これは、これから話す長いお話はわたしのことではありません。私の姉の話です。
1年間、私がセブンティーンの頃からの1年間の、通称『風乃恋愛観察日記』。
私の2歳上の姉、花鳥 風乃(はなとり かざの)は、ぱっちりとした大きな瞳、筋の通った小さい鼻、桜色の整った唇に小さい卵形の輪郭、モデル顔負けの抜群なスタイル、そして極め付けはロシアのクォーターの血統を表す青味ががった瞳の色彩(これはわたしもだが)の、超絶美人だ。
おまけに地元の国立医学部に現役で受かるほどの頭脳も兼ね揃えている。
俗に言うスーパーガールってやつだ。
これだけ聞けば聞こえはいいし、キャンパス内でもそりゃあモテモテライフを送っていらっしゃるのだろうと思う人もいるでしょう。
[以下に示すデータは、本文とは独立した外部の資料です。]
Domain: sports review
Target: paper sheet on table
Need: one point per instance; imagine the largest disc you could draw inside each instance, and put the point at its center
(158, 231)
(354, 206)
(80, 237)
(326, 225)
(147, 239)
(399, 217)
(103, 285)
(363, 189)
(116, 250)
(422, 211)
しかし現実は違った。風乃はもうすぐ二十歳になろうとしているにもかかわらず、未だ誰とも付き合ったことがない。処女はおろか唇でさえもまだ誰の色にも染まっていないのだ。
これも言うと更に聞こえはいいだろう。貞操観念のあるきちんとした人なのだ、と。
しかしこれは姉に貞操観念があるからの結果ではない。姉の恋愛対象のズレが生じた結果だ。
姉の恋愛対象は、そう、二次元美少女だったのだ。